Bakın biz insanoğlu olarak işte bu seviyeye ulaşmışken bilhassa gelişmiş ülkeler başta olmak üzere pek çok ülkede hem sapık eşcinsel ilişkilerin hem de sapık eşcinsel evliliklerin meşru kabul edilerek yasal statü altında tanınmasını laikliğin, laiklik hukukun ölü doğmuş olduğunun yani ölü olduğunun delillerinin en önemlilerinden biri olarak gösteriyorum.

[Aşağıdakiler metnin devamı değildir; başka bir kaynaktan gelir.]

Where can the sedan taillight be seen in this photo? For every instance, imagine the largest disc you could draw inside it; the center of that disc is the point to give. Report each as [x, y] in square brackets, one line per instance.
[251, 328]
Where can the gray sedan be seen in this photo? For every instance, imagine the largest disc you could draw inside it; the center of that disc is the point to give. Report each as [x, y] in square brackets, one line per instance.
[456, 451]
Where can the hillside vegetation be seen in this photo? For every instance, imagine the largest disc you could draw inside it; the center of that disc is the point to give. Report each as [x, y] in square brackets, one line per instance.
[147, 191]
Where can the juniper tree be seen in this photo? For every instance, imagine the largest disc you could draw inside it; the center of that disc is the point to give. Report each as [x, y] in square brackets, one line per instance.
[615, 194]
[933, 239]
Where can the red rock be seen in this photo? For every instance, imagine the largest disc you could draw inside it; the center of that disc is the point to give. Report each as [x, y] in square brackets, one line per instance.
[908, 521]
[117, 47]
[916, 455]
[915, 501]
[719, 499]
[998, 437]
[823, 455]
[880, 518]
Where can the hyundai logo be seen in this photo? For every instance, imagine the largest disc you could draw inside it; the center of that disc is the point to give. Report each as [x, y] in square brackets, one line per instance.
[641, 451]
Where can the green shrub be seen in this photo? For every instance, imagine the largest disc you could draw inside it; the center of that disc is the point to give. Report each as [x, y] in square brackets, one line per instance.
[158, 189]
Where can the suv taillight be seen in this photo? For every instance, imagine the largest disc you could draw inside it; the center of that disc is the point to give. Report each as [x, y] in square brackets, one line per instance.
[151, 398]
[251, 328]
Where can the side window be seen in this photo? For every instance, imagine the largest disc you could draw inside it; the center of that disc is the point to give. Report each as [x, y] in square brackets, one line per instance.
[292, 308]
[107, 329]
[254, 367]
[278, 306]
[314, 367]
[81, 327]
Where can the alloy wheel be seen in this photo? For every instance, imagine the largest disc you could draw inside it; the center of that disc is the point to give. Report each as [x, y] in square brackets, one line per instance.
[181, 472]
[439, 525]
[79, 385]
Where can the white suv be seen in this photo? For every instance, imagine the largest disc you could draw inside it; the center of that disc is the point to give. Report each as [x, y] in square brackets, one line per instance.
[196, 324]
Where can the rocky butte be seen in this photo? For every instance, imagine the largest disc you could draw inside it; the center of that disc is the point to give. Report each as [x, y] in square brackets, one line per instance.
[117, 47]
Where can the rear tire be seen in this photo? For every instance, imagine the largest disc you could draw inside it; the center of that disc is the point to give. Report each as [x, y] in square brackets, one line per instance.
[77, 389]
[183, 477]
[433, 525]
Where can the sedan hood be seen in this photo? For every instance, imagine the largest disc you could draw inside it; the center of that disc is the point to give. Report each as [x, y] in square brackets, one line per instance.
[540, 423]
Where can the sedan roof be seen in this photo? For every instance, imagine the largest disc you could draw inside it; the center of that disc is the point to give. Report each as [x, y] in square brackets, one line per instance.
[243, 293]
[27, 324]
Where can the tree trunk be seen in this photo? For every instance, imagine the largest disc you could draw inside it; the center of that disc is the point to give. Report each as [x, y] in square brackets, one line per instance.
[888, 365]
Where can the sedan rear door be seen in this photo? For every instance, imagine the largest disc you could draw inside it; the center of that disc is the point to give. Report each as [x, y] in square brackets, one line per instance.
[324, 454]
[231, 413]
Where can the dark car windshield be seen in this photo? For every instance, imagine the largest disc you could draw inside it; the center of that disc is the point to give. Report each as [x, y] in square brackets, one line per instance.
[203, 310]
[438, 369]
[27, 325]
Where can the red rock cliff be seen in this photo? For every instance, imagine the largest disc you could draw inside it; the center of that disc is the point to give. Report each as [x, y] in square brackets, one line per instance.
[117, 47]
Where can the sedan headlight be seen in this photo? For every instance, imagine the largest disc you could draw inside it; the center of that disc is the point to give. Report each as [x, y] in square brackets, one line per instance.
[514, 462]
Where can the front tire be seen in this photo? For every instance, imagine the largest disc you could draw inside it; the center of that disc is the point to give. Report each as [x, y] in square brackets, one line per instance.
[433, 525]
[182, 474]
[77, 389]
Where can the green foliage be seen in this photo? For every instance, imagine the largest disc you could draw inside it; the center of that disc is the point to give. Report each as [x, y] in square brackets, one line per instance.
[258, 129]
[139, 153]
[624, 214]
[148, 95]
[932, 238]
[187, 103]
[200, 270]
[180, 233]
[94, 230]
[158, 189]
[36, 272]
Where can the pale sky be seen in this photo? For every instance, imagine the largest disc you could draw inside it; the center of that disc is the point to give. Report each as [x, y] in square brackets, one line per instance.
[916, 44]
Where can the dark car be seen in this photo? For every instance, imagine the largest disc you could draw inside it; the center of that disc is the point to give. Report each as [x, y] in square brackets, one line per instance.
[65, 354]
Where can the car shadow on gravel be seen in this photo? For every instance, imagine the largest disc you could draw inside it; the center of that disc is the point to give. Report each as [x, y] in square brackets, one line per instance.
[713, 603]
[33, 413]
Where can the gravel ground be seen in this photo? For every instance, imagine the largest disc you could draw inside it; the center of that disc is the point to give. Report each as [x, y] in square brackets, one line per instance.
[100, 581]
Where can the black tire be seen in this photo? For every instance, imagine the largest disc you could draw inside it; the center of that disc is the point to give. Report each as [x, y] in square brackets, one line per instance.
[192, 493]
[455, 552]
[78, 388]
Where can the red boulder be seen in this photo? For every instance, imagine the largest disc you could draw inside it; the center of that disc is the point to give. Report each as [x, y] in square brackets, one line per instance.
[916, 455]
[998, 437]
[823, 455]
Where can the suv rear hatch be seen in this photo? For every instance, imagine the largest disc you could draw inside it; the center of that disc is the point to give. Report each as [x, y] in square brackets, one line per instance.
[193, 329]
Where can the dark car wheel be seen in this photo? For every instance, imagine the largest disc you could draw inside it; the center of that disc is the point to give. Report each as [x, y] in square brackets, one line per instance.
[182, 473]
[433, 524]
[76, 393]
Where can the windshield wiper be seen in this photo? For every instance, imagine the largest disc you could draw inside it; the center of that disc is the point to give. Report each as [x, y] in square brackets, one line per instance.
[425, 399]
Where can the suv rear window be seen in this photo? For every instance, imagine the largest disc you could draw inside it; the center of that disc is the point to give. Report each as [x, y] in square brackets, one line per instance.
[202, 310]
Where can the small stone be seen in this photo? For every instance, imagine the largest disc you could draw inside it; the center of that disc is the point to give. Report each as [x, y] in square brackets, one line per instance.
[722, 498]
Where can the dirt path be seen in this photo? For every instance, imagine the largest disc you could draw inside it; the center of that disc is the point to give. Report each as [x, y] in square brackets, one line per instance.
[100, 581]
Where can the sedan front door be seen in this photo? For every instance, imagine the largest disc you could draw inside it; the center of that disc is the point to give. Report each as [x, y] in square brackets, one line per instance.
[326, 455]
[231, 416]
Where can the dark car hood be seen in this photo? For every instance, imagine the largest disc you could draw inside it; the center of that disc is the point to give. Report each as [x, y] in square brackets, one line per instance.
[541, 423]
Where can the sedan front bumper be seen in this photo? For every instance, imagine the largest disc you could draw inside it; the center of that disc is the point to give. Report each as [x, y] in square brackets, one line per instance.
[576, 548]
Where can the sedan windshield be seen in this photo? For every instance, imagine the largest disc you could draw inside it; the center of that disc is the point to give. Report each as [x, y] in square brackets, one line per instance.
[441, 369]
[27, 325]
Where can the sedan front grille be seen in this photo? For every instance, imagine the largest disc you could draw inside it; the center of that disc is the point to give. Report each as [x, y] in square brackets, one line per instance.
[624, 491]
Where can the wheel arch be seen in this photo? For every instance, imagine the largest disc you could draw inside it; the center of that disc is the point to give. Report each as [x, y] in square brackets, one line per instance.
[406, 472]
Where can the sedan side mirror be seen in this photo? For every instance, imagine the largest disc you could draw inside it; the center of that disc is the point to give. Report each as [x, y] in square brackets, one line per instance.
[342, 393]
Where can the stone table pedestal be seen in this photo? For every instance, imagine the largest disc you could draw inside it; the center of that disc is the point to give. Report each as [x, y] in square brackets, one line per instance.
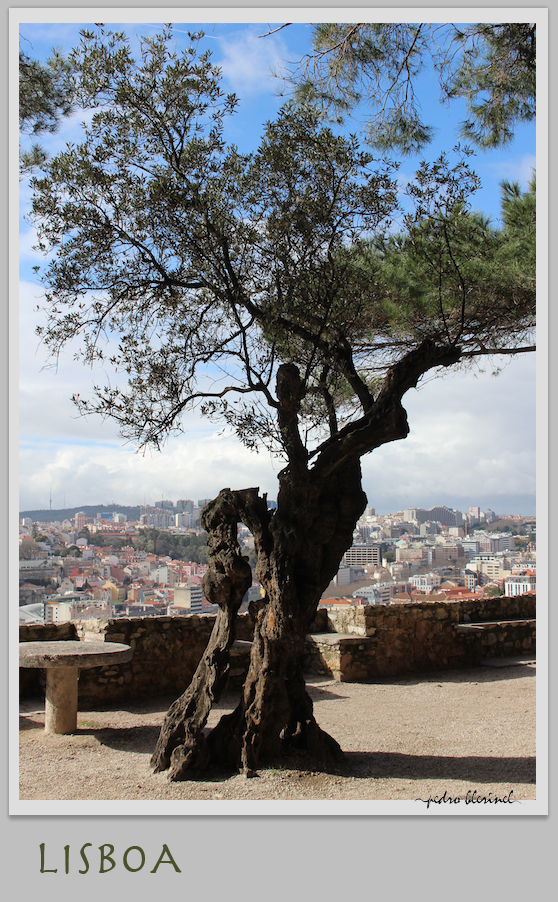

Lütfen dikkat buyurun ki altını çizerek şunu söylüyorum: İnsanoğlu olarak tarih boyunca biriktirdiğimiz çok büyük ilimler ve fikirler sonrasında sahip olduğumuz bu çok yüksek birikim seviyesindeyken eğer hem de gelişmiş ülkeler başta olmak üzere pek çok ülkede eşcinsel ilişkiler de eşcinsel evlilikler de meşru kabul edilip yasal olarak tanınıyorsa bu hiç şüphe yoktur ki vahiyden kopuk aklın, vahyi dikkate almadan vahye uymadan kendi başına hareket eden aklın iflasıdır. Bakın bunda hiçbir şüphe yoktur. Ben size kesin olan bir şeyden, üzerinde hiçbir şüphe bulunmayan bir şeyden bahsediyorum.

Aklınıza ve vicdanınıza ve tüm insanlığın ortak aklına ve ortak vicdanına şu soruları soruyorum: Bir erkekle bir erkeğin ve bir kadınla bir kadının cinsel ilişkisi veya evliliği fıtrî midir? İnsanlığın fıtratında böyle bir şey var mıdır? İnsanlığı geçtim hayvanlığın fıtratında böyle bir şey var mıdır? Doğada hayvanlar âleminde erkek hayvanların birbirleriyle ve dişi hayvanların da birbirleriyle ilişki var mıdır?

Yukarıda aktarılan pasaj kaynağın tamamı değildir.